A new study by the Washington-based Heritage Foundation recommends that the US greatly increase its ties to Taiwan to “rebalance” the US’ relationship with China.
“Washington should take steps to indicate that, as the world’s sole superpower and largest economy, it has a range of both military-related and non-military options available if cooperation with China continues to come up empty,” said Dean Cheng (成斌), a research fellow in Chinese Political and Security Affairs at the foundation.
Cheng, author of the report US-China Cooperation: Strengthening the US Hand, produced the study in response to speculation that China’s decision not to meet US Secretary of Defense Robert Gates last week was a direct result of “their continued pique with US arms sales to Taiwan.”
Gates wanted to visit Beijing last week — while in Asia for other meetings — to discuss North Korea and Iran, but failed to win an invitation because the Chinese leadership decided it was “not convenient.”
“This incident suggests that military-to-military relations between the PRC [People’s Republic of China] and the United States remain at a low point despite efforts by the [US President Barack] Obama Administration to reset Beijing-Washington relations,” Cheng said
“It also suggests that the Chinese view military-to-military talks and other US interests as somehow irrelevant to their own,” he said. “Taking back some of the concessions the Chinese have pocketed over the years would be a good way of rebalancing the relationship to US advantage.”
He said it would demonstrate what is at stake for Chinese officials in the relationship and perhaps make them more amenable to more balanced cooperation in future.
In the report, Cheng made four recommendations.
First, he said the US should proceed with the sale of F-16C/D fighters to Taiwan.
“Just as delaying the visit of the Dalai Lama sent the wrong signal that the US was considering altering its interactions with the Tibetan leader, so continued delay on the sale of badly needed fighter aircraft to Taiwan will only mislead Beijing into thinking it has more leverage on this issue than it does,” Cheng said.
Second, he urges Obama to dispatch Cabinet secretaries to Taiwan on a more regular basis.
“Over the past year there has been talk of Secretary of Veterans Affairs Eric Shinseki visiting the island.

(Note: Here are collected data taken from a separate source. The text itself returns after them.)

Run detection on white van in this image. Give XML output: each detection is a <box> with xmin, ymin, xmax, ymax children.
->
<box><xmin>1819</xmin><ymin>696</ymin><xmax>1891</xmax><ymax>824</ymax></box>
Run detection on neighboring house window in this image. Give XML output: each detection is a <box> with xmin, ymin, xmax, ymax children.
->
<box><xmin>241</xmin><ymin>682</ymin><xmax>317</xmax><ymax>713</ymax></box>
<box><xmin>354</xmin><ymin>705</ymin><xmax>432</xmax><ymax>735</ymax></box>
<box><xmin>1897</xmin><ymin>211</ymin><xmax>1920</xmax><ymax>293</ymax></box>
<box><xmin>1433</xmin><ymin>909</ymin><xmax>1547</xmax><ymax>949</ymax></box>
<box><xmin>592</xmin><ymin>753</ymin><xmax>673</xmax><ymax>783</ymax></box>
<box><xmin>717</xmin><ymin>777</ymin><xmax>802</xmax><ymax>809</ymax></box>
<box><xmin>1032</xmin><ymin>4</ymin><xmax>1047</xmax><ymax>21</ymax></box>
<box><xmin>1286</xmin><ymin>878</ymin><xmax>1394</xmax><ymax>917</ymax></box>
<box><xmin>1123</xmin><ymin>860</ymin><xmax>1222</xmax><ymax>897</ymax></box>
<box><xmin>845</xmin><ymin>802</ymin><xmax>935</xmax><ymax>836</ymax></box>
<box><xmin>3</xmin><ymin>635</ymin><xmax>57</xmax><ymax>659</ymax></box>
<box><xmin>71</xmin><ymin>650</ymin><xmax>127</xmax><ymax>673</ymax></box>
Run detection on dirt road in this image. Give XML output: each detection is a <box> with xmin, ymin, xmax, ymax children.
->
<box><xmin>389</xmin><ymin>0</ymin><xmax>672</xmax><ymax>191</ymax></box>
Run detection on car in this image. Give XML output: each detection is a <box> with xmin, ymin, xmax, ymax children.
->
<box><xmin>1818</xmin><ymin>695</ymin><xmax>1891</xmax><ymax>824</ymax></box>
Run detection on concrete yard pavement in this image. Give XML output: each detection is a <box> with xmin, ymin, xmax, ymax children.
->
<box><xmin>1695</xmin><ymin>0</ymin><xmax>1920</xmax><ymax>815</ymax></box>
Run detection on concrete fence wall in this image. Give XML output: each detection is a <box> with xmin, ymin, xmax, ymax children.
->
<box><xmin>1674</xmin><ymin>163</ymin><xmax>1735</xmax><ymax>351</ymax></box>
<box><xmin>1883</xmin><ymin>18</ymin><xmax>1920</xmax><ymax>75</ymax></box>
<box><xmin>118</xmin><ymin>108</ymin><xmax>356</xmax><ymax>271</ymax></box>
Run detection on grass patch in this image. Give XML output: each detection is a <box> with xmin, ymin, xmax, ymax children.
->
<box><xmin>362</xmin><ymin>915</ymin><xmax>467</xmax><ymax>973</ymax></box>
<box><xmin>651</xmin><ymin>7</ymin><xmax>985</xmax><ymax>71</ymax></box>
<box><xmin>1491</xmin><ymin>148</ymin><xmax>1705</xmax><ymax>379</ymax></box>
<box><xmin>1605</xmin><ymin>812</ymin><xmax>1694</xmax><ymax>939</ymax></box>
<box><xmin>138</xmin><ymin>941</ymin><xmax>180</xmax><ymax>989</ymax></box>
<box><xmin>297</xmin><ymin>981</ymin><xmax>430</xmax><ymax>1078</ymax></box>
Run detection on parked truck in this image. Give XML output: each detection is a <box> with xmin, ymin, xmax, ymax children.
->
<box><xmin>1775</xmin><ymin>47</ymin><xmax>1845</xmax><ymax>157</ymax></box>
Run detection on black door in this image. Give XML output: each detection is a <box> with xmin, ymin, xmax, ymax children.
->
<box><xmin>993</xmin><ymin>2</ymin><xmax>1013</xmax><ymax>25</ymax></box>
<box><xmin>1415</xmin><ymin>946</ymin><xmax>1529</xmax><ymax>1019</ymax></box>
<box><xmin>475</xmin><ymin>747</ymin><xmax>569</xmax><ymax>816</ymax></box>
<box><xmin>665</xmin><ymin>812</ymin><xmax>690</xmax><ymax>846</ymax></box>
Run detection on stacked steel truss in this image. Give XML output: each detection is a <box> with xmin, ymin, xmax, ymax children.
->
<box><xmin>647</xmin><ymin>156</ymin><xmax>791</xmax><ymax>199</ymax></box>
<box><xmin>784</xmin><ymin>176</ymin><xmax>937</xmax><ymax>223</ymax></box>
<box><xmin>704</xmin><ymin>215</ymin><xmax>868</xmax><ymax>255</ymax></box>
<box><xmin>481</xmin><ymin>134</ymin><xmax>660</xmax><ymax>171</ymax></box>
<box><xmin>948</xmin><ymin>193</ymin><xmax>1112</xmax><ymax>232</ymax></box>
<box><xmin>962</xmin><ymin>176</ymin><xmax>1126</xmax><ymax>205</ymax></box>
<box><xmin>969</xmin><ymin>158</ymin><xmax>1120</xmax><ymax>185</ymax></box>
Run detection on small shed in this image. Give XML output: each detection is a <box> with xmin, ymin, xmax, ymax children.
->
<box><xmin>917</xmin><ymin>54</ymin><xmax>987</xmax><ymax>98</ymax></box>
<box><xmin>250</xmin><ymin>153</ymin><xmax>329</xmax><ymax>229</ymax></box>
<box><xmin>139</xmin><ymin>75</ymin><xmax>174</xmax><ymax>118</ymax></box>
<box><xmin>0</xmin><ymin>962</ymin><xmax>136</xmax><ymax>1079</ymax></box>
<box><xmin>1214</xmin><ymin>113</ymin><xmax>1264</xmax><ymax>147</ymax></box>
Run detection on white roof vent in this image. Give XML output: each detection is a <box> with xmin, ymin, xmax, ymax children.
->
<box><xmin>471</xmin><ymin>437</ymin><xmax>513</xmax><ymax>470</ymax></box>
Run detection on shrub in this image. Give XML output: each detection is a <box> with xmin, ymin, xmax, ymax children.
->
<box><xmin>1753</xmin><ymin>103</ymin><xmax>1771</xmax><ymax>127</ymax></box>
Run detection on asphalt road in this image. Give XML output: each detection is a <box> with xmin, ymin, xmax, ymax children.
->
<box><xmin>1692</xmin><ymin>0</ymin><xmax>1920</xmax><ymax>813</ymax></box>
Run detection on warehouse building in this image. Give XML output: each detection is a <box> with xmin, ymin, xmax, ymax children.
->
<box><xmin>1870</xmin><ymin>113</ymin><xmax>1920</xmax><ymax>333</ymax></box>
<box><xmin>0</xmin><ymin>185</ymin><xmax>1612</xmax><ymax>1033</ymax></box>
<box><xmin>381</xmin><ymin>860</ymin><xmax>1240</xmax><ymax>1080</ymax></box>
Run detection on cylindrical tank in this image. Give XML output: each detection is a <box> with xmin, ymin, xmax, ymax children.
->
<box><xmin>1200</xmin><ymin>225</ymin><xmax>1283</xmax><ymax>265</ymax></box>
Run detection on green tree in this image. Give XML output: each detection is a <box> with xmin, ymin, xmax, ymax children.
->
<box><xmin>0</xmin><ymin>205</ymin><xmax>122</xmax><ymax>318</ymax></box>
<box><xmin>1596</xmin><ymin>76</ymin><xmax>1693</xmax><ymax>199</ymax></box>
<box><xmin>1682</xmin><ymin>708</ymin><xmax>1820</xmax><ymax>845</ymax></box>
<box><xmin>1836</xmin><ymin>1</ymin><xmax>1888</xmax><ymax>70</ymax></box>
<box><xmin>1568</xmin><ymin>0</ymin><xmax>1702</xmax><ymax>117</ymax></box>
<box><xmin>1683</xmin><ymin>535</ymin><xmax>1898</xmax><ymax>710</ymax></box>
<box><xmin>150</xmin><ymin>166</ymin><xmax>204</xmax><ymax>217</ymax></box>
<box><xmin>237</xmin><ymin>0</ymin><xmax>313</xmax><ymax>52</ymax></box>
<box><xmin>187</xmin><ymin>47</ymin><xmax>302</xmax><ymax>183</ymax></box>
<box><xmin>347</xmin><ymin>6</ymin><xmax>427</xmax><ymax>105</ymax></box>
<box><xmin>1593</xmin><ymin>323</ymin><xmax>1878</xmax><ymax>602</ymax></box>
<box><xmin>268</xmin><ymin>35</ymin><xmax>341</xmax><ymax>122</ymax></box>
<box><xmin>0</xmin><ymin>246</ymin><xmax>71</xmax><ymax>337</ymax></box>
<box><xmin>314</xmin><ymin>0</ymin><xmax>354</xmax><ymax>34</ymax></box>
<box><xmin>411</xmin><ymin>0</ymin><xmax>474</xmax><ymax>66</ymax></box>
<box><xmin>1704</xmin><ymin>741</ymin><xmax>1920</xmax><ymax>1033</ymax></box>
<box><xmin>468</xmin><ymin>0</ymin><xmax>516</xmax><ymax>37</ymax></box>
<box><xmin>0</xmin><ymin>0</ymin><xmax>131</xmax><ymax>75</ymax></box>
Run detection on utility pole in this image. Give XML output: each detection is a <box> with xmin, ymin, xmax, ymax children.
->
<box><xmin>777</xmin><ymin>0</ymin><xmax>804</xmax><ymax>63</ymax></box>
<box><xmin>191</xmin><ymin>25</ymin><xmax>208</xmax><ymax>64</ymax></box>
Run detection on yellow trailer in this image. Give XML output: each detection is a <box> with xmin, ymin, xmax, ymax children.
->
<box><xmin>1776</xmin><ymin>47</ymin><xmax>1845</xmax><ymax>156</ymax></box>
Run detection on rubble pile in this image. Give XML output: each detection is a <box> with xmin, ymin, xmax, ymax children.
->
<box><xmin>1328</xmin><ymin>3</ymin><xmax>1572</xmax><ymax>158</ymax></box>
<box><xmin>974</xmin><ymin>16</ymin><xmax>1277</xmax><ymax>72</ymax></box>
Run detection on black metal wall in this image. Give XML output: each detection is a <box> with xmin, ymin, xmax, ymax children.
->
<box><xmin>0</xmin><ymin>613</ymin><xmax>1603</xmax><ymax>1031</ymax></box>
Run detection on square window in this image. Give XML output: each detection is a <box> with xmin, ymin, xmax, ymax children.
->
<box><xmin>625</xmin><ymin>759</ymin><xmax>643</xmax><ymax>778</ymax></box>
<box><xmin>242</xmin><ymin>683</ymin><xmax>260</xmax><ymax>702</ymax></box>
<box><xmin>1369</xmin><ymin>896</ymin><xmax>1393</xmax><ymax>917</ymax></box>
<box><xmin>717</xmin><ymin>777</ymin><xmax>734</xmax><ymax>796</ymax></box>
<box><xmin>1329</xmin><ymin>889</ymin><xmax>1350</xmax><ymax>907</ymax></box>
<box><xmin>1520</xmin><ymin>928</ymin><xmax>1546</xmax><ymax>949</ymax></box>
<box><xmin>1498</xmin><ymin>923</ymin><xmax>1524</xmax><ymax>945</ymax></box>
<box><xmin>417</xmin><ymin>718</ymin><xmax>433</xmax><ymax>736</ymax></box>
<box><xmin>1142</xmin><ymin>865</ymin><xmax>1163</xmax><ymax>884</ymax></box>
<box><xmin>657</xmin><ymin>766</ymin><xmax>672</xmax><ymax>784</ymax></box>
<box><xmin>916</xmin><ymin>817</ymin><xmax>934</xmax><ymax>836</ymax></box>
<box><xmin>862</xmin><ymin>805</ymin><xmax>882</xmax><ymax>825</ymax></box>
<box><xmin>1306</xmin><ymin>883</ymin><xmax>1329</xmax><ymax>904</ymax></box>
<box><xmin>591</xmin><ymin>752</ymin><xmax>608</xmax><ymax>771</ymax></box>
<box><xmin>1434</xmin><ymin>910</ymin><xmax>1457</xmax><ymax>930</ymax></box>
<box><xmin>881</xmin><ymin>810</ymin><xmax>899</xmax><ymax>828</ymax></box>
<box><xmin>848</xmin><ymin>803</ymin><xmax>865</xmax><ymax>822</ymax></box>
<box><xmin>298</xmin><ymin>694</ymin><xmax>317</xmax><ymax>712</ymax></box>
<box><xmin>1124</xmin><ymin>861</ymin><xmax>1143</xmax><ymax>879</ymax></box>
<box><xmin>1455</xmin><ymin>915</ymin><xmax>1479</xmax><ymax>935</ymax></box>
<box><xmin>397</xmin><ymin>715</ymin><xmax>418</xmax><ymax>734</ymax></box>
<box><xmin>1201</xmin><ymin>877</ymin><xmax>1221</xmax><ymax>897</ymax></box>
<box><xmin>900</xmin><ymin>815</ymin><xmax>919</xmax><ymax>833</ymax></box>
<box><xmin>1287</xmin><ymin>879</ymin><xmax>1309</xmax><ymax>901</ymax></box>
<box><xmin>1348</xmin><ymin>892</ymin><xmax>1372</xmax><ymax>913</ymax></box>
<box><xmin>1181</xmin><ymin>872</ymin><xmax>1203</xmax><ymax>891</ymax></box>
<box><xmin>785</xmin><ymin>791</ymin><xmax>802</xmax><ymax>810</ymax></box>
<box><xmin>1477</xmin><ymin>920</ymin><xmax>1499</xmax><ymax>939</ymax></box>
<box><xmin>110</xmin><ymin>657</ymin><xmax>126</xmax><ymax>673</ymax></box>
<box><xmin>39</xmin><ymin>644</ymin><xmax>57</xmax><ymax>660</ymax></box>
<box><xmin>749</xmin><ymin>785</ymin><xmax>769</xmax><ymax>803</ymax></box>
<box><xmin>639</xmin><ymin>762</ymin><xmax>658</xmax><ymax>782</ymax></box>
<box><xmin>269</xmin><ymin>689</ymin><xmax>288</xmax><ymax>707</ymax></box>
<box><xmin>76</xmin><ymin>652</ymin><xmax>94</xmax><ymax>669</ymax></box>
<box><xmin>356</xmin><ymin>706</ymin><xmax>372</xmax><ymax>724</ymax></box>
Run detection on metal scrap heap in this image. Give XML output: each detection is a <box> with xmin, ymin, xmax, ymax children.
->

This would be a good start. The symbolism of a former chief of staff of the Army visiting the island would not be lost on either side of the [Taiwan] Straits,” he wrote.
Third, Chen said the White House should seriously pursue a free-trade agreement with Taiwan.
“Such a measure would remind China that the US has non-military levers at its disposal. Moreover, such a move would help the administration attain its avowed goal of doubling US exports. Unlike the PRC, Taiwan is also a potentially valuable high-technology trading partner, as Taipei’s commitment to the protection of intellectual property rights is stronger than Beijing’s,” he wrote.
Lastly, Chen wrote that more regular interaction between US and Taiwan defense officials would be preferable.
Given the continued US defense commitment to Taiwan, Chen wrote, greater familiarity between the defense and military officials in Taipei and Washington is essential.
“All of these recommendations are good ideas in their own right, not chips to be traded for China’s cooperation on matters that should be of mutual concern, like North Korea’s nuclear threat or military-to-military consultation,” he wrote.